There is an error in your argument for (b). It is quite possible for two sets to have the same infinite cardinality but have one be a proper subset of the other. For example, $\{0,1,2,\dots\}$ and $\{0,2,4,\dots,\}$ have the same cardinality, but they can be compared via inclusion. Indeed, one definition of being $X$ being infinite is that $X$ has a proper subset of the same cardinality.

Indeed, there is a definition of the real line which essentially gives for each real $x$ an $A_x\subset \mathbb Q$ such that if $x<y$ then $A_x\subset A_y$.

Since you were wrong in (b), your argument for (c) is incorrect, since it uses the same flawed argument.

For (c), for each $X\subseteq \mathbb N$, define $o(X)=\{2n: n\in X\}\cup \{2n+1:n\notin X\}$. So that if $X\neq Y$ then $o(X)$ and $o(Y)$ are incomparable. In particlar, $o(X)\neq O(Y)$, so we have an anti-chain in $1-1$ correspondence with $\mathcal P(\mathbb N)$.

Answer 2

Ok so your a) is correct, upper bounds exist.

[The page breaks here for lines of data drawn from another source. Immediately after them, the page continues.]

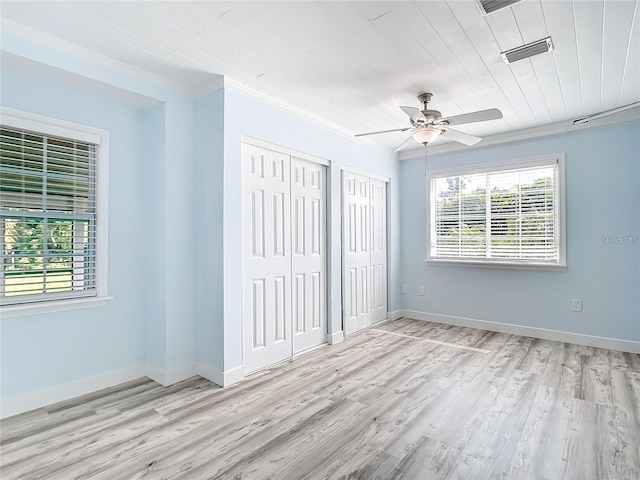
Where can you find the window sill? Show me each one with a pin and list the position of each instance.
(499, 265)
(37, 308)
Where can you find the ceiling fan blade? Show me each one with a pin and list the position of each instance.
(479, 116)
(415, 114)
(605, 113)
(401, 146)
(460, 137)
(384, 131)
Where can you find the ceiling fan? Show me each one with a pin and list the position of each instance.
(427, 125)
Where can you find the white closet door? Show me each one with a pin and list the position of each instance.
(267, 257)
(378, 207)
(356, 257)
(308, 225)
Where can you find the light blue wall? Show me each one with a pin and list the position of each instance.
(209, 247)
(602, 200)
(47, 350)
(246, 116)
(152, 318)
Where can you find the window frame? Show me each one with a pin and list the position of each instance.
(49, 126)
(524, 163)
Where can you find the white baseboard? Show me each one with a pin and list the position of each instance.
(166, 378)
(47, 396)
(335, 337)
(224, 379)
(555, 335)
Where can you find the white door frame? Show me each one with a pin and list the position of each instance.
(250, 143)
(358, 280)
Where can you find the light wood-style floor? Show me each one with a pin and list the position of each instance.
(408, 399)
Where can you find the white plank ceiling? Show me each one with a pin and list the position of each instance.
(351, 64)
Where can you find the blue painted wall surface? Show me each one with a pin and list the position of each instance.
(209, 130)
(602, 200)
(47, 350)
(246, 116)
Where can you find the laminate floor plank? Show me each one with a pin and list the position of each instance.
(406, 399)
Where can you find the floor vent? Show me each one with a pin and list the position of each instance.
(528, 50)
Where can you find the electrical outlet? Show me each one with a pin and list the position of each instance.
(576, 305)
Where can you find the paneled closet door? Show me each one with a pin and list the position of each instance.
(356, 256)
(267, 257)
(308, 247)
(378, 208)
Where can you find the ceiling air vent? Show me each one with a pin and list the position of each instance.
(490, 6)
(528, 50)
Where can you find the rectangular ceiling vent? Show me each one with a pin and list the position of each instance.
(489, 6)
(528, 50)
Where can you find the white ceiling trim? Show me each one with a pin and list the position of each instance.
(43, 39)
(627, 116)
(296, 111)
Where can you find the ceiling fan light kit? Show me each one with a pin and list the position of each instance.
(427, 125)
(426, 135)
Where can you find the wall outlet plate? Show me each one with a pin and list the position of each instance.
(576, 305)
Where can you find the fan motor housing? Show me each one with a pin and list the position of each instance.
(432, 115)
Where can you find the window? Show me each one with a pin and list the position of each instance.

Your b) is wrong, for two reasons firstly your proof is incorrect, and secondly the answer is actually yes.

To see the flaw in your proof let $a\in A$ then $A\setminus\{a\}, A$ is a chain in the partial order yet $|A\setminus\{a\}|=|A|$ as $A$ is infinite.

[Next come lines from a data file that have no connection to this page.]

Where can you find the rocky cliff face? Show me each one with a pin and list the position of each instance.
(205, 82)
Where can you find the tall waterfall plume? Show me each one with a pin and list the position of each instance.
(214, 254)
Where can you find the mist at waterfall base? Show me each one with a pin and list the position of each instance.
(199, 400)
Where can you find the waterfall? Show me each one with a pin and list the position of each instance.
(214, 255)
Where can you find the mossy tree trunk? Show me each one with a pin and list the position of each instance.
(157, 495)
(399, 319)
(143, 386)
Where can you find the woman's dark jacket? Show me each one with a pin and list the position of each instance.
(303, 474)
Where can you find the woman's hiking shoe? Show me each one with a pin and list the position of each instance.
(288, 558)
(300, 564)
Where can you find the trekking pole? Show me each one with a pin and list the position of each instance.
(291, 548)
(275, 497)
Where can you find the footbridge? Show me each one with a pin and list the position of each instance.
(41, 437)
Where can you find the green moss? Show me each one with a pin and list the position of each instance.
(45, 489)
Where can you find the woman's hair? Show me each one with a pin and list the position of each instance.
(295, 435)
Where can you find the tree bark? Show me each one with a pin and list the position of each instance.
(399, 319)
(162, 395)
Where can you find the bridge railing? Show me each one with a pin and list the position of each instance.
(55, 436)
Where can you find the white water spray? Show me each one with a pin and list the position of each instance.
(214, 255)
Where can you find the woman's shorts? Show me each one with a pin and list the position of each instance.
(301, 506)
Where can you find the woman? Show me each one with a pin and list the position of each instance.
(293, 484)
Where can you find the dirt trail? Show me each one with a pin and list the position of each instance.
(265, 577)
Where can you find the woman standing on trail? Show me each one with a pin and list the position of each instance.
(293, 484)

To prove b) is true you need a trick. Firstly $|\mathcal{P}(A)|=|\mathbb{R}|$ and $|A|=|\mathbb{Q}|$.

So put $A$ in bijection with $\mathbb{Q}$, and consider dedekind cuts. We can associate a real number $x$ uniquely with a pair $(P_x,Q_x)$ where $P_x=\{p\in\mathbb{Q}\,:\, p\leq x\}$ and $Q_x=\{q\in\mathbb{Q}\,:\, x<q\}$, so now for each real number we have a set $P_x$ of rationals, and you can see that $x<y$ implies $P_x\subset P_y$. So replace the elements of $P_x$ with those in $A$ using our bijection and you have your continuum chain.

Answer 3

Your answer to (a) is correct.

Your answer to (b) is incorrect. The statement "if two sets have the same number of elements, then one cannot be a proper subset of the other" only holds for finite sets. Let $A=\{x+iy:x,y=1,2,3,\dots\}$, the Gaussian integers in the open first quadrant; of course $|A|=\aleph_0\cdot\aleph_0=\aleph_0$. For each angle $\theta\in(0,\frac{\pi}2)$ let $S_{\theta}=\{z\in A:0\lt\arg z\lt\theta\}\in\mathcal P(A)$. It's easy to see that $\{S_{\theta}:\theta\in(0,\frac{\pi}2)\}$ is a chain of the cardinality of the continuum.

For (c), let $\mathbb Q=\{q_n:n\in\mathbb N\}$ be an enumeration of the rational numbers. For each real number $t$ let $X_t=\{n:q_n\lt t\}\cup\{n+i:q_n\gt t\}\in\mathcal P(A)$. It's easy to see that $\{X_t:t\in\mathbb R\}$ is an antichain of the cardinality of the continuum.